In its second year after the break-up with the football schools, the Big East is still trying to forge its identity on the national landscape. The conference is still trying to prove that it carries the same weight that it did when UConn and Syracuse were still around. This is made challenging by the lack visibility and hype afforded Big East teams by ESPN - the primary vehicle by which most people consume their college basketball information. Fox Sports 1 is great for a Big East fan, or even just a hardcore college basketball fan, but the fact remains that the network is not yet a destination for casual sports viewers. This places added importance on games in the Tournament, to remind people that the Big East is still very much alive and we're playing some good basketball.
Last season was a season of transition.

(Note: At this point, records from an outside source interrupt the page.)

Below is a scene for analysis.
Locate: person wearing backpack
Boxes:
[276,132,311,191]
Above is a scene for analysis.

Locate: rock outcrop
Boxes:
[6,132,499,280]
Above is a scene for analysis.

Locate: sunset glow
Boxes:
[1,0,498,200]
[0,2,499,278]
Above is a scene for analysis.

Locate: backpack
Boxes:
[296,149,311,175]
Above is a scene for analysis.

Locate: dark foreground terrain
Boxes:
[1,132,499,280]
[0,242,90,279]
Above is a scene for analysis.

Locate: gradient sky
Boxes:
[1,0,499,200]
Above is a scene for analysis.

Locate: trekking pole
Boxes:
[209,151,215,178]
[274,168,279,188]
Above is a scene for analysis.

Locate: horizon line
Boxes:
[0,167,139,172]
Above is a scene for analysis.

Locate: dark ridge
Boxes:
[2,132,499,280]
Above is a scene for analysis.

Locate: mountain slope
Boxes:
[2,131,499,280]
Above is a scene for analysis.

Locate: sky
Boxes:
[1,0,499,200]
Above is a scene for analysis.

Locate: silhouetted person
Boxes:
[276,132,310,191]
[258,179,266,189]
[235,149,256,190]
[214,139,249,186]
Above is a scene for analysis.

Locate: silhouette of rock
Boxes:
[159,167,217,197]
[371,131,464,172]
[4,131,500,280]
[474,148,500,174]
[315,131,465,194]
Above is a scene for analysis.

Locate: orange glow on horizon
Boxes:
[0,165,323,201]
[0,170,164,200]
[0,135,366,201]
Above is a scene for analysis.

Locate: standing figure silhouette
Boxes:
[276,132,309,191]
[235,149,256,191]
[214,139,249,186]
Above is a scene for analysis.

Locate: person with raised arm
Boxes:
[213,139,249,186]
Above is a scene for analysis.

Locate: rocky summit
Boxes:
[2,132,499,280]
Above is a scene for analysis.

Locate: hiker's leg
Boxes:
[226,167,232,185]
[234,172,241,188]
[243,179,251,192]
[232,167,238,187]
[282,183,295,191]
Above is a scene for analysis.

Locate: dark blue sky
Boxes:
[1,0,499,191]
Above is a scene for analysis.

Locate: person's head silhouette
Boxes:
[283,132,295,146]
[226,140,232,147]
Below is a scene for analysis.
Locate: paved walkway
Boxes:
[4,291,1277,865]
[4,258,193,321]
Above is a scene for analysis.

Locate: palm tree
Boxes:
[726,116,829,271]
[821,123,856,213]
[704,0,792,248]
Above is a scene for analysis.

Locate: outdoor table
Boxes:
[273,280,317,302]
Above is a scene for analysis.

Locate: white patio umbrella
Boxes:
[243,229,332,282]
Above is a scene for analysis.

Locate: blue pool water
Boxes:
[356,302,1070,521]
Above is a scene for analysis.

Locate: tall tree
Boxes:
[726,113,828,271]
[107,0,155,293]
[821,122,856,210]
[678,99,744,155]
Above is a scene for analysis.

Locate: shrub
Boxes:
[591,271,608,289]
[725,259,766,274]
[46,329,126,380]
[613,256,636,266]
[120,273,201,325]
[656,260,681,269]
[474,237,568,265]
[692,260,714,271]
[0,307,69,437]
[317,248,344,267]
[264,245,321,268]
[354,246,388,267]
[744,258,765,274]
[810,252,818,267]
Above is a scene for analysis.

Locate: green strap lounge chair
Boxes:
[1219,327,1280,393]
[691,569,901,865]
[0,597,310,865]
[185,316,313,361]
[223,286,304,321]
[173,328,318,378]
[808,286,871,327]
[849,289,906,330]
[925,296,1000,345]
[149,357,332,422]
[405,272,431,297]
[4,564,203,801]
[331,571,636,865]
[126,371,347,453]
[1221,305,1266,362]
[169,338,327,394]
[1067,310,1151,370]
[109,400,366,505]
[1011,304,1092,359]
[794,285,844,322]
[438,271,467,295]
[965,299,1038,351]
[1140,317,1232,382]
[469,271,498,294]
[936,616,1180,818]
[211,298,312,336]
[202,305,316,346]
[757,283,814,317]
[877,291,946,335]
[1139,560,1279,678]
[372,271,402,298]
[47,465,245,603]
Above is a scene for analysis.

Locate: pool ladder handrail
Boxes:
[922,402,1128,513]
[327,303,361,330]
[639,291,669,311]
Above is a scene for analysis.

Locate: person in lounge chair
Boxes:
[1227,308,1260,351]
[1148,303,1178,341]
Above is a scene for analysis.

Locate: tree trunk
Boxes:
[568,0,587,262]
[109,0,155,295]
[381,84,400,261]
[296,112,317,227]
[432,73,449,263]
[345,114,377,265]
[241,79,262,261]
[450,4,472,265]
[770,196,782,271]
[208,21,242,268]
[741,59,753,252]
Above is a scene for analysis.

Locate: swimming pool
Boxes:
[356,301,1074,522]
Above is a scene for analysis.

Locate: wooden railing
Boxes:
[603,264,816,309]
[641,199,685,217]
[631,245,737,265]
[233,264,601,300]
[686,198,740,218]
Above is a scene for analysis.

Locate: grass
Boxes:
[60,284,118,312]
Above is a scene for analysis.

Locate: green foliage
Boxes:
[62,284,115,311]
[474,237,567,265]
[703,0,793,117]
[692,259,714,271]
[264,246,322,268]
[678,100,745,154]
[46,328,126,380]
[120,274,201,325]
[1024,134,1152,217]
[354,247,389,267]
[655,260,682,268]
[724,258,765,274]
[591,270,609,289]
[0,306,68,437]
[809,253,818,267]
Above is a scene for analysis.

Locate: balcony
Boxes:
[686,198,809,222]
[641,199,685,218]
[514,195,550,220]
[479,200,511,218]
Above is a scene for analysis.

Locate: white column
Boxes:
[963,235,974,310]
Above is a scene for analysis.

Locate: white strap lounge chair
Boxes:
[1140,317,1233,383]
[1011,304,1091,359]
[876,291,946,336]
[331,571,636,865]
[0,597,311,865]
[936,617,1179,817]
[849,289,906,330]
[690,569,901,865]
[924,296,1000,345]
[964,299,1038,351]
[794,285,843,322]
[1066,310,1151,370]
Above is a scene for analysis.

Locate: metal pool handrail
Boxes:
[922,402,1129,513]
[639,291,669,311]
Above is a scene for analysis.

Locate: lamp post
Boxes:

Two of the flagship programs, that were being counted on to represent the league in March (Georgetown and Marquette), failed to even make the tournament. Instead the conference was represented by a few of the newcomers (Creighton and Xavier), a member of the old guard that squeaked in by wining the Conference Tournament (Providence) and finally, by the third flagship program, Villanova, who won the league regular season crown, and earned a #2 seed. Villanova was really the only Big East school that seemed to have a real chance at a deep run. Unfortunately, they ran into the eventual National Champs, UConn, in the round of 32, and the Big East failed to get a team into the Tournament's second weekend.
That was rough, but it somehow seemed ok. Georgetown would be back, with a highly touted recruiting class. St. John's returned a veteran group. Providence and Xavier seemed poised to build on their 2014 successes. And Villanova would be returning nearly everyone that mattered from a team that had gone 28-4. The Big East was going to make some noise in 2015.
Basically, all of that ended up being true. The Big East finished with the 3rd strongest conference RPI. Its teams performed fantastically in the non-conference. This year they got six teams into the Big Dance, and seemed to get a fair bit of love from the selection committee on their seeds. St. John's got a 9 seed, Providence, Xavier and Butler were all given 6 seeds, Georgetown got a 4, and Villanova got a coveted 1 seed. But this respect from the committee, drew a great deal of skepticism about how good the Big East teams really were and there was an extra level of scrutiny cast on those teams by those who thought the conference was overrated. The Big East needed to come up big, to silence the critics and help re-establish the league's standing with a lot of college basketball fans.
Unfortunately, it didn't work out that way. St. John's, without the suspended Chris Obekpa, got bounced by San Diego St., on the Aztecs best offensive night of the season. Providence got stuck playing Dayton, in a de facto home game in Columbus, had Kris Dunn pick up 2 fouls during pregame warm-ups, and were never able to get over the hump. Butler dispatched the bubblicious Texas Longhorns, before losing in overtime to Notre Dame in round 2 (or round 3 or whatever it's called). Georgetown managed to avoid losing to a double digit seed this year, but wasn't able to overcome Utah in the 4/5 game. All of that would have been ok, if Villanova could make that deep run that they seemed poised to make. But once again it was not to be. After eviscerating Lafeyette in their opener, the Wildcats picked a terrible time to have an uncharacteristically awful shooting night and got bounced by the 8 seed, NC State, in the round of 32.
Luckily Xavier was able to handle Ole Miss and then avoided falling victim to America's Cinderella, Georgia State. The Musketeers ensured that the Big East would not get shut out of the Sweet Sixteen for a second year in a row. But those looking for an opportunity to cast aspersions on the league found no shortage of ammunition in the other five losses - especially Villanova's.
In reality, there is no shame in any of those losses. And it's completely unfair to discard a season's worth of successes, because of four days in March.... but fair's got nothing to do with it. This is the time of year when perceptions are formed across the college hoops world, and unfortunately, the perception of the Big East is that it came up small once again.